01-03-2022 07:58 PM
Hi All,
I am trying to communicate with a device that use RS485 using Labview 2018.
i manage to control the device by using visa write. but I am not manage to get any respond by visa read. As I need to get the data from the device for data report.
is there any mistake on my source code?
thanks in advance!
01-03-2022 09:08 PM
As any other experienced LabVIEW user says, do not use bytes at the port, instead, if your device has some sort of termination character, let VISA take care of waiting for that termination character to appear.
Please share your RS485 device programming manual.
BTW, you've already sequenced the order of operations using error wires, no need for a flat sequence structure.
This is a good article to learn VISA usage - https://labviewwiki.org/wiki/VIWeek_2020/Proper_way_to_communicate_over_serial
01-03-2022 09:14 PM
Also your Flat Sequence Structure is superfluous.
In fact if you ever find yourself reach for a Sequence Structure, stop and think about it.
Chances are you do not need it at all and if you still think you do, come here and ask questions.
If this day and age the Sequence Structure (Flat or worse yet Stacked) should be deprecated and still available only for backwards compatibility with old code.
01-03-2022 09:15 PM
Thanks for your feedback,
can help to explain more on the termination character?
here i attached the manual of the device
01-03-2022 09:55 PM - edited 01-03-2022 09:57 PM
Oh my what a horrendous communication protocol. It seems somewhat Modbus like yet more convoluted...
What do these companies have against industry standards? Why must they reinvent the wheel?
01-03-2022 10:12 PM
Looks like somebody made a VI for another instrument from same manufacturer
https://forums.ni.com/t5/Instrument-Control-GPIB-Serial/Instrument-interface/td-p/2249024
01-04-2022 04:11 AM
@RTSLVU wrote:
Oh my what a horrendous communication protocol. It seems somewhat Modbus like yet more convoluted...

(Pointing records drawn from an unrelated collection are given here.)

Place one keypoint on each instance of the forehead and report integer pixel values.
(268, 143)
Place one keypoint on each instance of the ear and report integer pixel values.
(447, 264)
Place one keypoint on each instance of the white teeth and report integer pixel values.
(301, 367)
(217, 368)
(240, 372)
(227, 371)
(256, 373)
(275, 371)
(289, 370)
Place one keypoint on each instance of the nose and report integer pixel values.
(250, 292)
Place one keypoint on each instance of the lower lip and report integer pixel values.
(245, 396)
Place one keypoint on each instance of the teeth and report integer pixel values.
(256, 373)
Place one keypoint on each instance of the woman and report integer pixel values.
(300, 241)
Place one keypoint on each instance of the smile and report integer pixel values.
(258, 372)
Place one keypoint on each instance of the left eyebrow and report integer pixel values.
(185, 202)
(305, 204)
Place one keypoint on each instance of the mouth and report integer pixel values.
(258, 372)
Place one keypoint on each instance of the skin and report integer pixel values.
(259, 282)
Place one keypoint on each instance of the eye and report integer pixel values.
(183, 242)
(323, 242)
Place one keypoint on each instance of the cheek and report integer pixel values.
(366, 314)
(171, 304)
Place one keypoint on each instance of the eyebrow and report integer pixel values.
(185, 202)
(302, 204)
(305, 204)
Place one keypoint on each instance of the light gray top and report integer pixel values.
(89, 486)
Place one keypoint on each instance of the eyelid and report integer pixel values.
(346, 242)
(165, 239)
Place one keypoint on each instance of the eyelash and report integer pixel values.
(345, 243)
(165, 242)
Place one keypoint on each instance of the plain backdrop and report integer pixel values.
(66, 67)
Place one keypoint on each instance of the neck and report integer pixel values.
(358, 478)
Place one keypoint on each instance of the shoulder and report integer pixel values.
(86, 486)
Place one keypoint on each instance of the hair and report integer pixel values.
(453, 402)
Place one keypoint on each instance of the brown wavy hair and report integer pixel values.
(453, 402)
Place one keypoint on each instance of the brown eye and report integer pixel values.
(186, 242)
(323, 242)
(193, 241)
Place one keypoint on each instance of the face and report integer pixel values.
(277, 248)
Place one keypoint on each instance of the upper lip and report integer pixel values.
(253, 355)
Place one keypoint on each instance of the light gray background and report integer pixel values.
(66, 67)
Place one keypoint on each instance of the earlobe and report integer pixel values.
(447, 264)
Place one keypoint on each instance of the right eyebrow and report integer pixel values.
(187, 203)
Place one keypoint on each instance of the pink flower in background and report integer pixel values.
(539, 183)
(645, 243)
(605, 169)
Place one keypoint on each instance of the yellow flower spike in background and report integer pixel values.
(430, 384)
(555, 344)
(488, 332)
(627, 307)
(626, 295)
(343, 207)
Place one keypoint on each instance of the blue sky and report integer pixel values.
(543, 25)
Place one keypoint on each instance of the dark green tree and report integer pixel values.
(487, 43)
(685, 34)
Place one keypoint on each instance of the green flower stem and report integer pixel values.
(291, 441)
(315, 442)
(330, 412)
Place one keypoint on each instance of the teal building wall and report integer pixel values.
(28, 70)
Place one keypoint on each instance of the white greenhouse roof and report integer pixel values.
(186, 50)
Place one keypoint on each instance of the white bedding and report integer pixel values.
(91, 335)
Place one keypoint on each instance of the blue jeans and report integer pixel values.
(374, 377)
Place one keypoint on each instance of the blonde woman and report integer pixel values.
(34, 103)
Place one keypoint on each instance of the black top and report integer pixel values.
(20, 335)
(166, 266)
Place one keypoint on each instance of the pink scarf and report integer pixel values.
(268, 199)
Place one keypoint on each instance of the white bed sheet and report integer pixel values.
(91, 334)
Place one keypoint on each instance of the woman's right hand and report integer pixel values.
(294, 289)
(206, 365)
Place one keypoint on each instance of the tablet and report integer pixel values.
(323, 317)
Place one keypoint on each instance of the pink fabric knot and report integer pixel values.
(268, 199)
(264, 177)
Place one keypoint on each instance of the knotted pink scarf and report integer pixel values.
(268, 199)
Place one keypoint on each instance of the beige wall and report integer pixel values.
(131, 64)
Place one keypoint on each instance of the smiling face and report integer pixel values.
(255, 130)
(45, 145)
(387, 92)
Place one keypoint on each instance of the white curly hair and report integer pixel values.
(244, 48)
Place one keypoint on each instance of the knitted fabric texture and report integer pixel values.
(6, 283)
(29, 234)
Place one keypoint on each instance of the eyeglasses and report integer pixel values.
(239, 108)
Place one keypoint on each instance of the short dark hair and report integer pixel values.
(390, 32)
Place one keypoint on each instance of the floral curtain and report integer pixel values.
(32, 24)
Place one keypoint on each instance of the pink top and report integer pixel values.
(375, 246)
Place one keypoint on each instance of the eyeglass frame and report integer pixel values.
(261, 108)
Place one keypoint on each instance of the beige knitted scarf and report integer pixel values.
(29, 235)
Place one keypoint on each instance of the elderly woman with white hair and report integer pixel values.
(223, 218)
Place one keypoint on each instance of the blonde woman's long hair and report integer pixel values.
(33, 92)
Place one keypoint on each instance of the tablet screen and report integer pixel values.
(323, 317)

What do these companies have against industry standards? Why must they reinvent the wheel?
I wouldn't call it horrendous. Complicated yes and very much on the barebone level of the microprocessor programming inside the device. Someone was using either a very constrained low power CPU with little memory available or porting a design from such a device to this hardware.
A SCPI interpreter is fairly complex to write and can take up more memory than what some 8 bit CPUs can allow, if you have a poor compiler to work with. This protocol can be implemented in a few kB of code even with a horrendously inefficient compiler.
Interfacing it from a C program is almost trivial if you just make the structures match to your specific C compiler. In LabVIEW it is only a little bit more complicated when you use the Flatten To String and Unflatten from String functions. In Python you need the ctypes library.